Abstract Number: 698 Working Group: Instrumentation and Methods
Abstract This work describes and evaluates the algorithm introduced by Russell et al. 2009 for apportionment and quantification of oxygenated (carbonyl and hydroxyl) functional groups in organic aerosol from Fourier Transform Infrared Spectroscopy (FTIR) analysis of the condensed phase. The procedure for spectra interpretation and quantitative analysis is described through the context of an algorithm in which contributions of background and analyte absorption to the infrared spectrum are apportioned by the superposition of lineshapes constrained by laboratory measurements.
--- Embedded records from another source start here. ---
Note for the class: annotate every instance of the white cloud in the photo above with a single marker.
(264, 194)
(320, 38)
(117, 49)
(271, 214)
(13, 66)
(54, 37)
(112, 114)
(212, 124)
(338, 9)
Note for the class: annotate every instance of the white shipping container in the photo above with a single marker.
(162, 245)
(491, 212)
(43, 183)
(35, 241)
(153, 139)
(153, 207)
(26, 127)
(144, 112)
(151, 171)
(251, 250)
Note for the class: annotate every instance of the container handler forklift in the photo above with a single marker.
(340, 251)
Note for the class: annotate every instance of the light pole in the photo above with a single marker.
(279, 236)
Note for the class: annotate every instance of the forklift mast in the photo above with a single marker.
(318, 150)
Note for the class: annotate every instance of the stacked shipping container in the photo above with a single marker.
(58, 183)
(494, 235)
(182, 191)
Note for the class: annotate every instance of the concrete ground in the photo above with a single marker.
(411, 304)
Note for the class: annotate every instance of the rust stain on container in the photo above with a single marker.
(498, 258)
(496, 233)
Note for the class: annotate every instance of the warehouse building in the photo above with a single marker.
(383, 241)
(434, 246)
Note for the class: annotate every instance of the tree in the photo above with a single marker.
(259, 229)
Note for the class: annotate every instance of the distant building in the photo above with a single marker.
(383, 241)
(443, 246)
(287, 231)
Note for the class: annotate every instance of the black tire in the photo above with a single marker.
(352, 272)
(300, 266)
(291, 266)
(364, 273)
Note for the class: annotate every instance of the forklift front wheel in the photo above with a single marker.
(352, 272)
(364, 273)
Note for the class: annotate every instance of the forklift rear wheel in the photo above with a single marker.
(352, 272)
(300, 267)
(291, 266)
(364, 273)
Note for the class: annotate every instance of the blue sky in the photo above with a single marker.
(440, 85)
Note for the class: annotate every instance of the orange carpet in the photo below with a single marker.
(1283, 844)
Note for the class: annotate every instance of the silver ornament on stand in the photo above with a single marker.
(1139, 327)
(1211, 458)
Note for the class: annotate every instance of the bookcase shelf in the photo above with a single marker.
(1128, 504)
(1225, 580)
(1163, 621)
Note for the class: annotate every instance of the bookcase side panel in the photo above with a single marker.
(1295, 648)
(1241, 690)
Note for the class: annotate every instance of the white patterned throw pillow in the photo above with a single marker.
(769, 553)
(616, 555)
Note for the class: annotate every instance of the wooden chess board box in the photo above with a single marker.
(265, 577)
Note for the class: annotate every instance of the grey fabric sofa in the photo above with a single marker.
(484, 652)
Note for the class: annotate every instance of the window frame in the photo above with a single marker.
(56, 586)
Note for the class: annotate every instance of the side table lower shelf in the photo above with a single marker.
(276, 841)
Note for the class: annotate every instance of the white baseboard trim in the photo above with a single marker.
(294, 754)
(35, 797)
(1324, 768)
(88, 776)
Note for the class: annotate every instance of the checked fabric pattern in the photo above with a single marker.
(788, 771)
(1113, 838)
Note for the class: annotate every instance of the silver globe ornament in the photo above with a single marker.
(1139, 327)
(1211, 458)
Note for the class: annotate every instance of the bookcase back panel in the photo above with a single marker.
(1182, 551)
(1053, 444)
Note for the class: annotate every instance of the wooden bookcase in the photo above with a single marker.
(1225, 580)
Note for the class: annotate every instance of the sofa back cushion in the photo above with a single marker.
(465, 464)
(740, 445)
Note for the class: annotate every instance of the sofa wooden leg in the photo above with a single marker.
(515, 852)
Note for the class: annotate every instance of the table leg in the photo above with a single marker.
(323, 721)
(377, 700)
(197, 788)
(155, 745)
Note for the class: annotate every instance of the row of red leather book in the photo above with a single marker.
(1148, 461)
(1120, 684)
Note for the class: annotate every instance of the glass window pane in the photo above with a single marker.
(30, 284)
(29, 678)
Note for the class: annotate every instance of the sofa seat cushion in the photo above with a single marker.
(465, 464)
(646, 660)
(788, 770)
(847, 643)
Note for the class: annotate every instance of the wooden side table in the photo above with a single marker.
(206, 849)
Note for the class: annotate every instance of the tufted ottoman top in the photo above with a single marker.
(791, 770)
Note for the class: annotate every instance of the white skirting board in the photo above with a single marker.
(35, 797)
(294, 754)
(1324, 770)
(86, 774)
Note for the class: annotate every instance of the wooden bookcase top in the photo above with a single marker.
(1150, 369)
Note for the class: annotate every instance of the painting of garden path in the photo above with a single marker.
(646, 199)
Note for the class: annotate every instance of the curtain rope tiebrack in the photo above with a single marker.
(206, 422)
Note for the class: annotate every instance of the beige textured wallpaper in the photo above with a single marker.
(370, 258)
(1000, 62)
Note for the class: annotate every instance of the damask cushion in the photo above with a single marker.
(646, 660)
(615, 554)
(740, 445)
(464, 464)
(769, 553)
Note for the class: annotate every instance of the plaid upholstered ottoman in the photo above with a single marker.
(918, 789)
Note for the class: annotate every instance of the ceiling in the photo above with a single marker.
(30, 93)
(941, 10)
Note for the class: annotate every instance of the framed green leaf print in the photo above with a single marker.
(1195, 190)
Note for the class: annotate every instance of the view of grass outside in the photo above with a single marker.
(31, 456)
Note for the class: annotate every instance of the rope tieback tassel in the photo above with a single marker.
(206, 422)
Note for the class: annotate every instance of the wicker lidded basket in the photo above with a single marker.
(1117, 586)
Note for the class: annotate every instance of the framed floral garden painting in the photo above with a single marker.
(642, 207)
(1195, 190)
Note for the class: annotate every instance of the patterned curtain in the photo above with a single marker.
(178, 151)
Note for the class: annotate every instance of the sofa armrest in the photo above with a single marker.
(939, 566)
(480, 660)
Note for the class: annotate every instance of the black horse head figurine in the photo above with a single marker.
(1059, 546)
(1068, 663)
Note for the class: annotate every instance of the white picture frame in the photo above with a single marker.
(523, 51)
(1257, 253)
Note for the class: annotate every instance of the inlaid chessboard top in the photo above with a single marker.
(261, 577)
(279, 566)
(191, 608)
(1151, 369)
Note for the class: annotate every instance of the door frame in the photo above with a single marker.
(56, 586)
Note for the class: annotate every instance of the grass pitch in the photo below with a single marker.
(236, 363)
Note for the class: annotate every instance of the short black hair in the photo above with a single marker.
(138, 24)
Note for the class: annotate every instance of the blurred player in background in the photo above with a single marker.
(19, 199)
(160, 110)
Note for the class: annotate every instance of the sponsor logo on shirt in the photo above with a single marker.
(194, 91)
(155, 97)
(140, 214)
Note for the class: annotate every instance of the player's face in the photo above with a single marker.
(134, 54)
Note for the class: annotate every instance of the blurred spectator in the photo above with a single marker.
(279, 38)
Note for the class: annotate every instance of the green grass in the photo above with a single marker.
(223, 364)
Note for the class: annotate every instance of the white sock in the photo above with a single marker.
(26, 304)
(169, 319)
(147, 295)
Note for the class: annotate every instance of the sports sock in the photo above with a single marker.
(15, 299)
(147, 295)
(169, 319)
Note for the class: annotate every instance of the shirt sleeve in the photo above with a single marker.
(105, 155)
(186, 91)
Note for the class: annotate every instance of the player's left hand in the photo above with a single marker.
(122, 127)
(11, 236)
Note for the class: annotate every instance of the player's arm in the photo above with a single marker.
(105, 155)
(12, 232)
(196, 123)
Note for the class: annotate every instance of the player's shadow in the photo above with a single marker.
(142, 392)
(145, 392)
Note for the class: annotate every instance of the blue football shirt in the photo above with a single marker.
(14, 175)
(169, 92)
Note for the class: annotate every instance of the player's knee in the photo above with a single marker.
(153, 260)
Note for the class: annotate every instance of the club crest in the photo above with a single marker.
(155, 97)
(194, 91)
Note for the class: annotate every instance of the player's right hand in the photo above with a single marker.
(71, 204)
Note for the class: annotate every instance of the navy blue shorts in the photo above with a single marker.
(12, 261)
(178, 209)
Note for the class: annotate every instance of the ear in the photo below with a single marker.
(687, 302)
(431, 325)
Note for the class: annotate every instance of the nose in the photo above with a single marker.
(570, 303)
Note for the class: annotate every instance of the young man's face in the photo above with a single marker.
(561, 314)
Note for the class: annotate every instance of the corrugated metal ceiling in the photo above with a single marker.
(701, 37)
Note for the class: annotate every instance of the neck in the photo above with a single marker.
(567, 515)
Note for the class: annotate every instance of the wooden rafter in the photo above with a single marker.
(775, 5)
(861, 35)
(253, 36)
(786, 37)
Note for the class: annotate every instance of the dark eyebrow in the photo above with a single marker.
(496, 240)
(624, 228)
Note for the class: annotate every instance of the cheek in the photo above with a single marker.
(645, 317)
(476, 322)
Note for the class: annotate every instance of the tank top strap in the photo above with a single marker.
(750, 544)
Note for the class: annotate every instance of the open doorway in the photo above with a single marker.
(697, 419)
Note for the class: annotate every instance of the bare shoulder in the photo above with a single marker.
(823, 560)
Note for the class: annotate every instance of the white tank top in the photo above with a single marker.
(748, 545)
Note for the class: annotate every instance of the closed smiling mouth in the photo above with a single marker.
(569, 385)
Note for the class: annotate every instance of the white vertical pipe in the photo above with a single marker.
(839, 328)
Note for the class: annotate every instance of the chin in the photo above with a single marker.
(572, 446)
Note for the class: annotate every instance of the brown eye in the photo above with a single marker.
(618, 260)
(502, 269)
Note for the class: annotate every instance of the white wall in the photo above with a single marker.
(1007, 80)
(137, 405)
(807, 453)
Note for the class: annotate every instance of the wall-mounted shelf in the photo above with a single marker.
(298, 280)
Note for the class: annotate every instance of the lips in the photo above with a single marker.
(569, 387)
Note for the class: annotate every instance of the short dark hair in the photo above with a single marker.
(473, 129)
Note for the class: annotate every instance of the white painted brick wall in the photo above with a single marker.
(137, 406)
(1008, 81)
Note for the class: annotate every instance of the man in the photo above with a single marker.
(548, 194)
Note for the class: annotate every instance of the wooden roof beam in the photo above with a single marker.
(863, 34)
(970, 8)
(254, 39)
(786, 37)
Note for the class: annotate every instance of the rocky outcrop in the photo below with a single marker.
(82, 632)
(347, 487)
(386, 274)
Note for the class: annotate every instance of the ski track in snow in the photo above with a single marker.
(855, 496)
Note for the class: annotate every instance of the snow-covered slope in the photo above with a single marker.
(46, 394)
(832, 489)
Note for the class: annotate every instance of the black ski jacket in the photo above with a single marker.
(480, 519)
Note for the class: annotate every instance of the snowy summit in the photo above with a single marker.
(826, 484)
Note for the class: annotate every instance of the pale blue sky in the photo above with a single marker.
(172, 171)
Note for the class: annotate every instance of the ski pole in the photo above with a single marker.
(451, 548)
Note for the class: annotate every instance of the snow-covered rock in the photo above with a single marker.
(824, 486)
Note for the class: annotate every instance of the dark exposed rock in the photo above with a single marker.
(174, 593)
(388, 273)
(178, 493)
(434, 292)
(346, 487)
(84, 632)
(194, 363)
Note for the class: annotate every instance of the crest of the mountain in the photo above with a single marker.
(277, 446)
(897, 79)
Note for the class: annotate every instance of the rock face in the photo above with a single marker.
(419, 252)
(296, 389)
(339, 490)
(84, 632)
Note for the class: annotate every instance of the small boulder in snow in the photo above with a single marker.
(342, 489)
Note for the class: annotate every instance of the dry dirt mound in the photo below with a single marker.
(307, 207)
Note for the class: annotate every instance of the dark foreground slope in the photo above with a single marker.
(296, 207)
For the absorption profile of carboxylic COH, which is particularly broad, an average lineshape is extracted from profiles of a fatty acid series using a statistical decomposition method.
Our algorithm for quantifying carboxylic COOH is applied to a multifunctional compound, and to a multifunctional mixture with <30% average prediction error. The ketonic C=O in pinonic acid is detected by our method by the amount of carbonyl in molar excess of carboxylic COH, and estimated within 25% of actual values. Aldehydic compounds are observed to form diols in aqueous solution in agreement with expectations; excess carbonyl detected in atmospheric samples are also likely to be ketonic rather than aldehydic C=O. This algorithm has been applied to the analysis of ambient particles collected on Teflon substrates during field campaigns between 2006 and 2010. The reproducibility introduced through its implementation leads to improved precision in the FTIR measurements, and provides an explicit framework by which additional constraints can be used to reduce the uncertainty in this analysis technique.
Russell, L. M., Takahama, S., Liu, S., Hawkins, L. N., Covert, D. S., Quinn, P. K., Bates, T. S., 2009. Oxygenated fraction and mass of organic aerosol from direct emission and atmospheric processing measured on the R/V Ronald Brown during TEXAQS/GoMACCS 2006. Journal of Geophysical Research-Atmospheres 114, D00F05.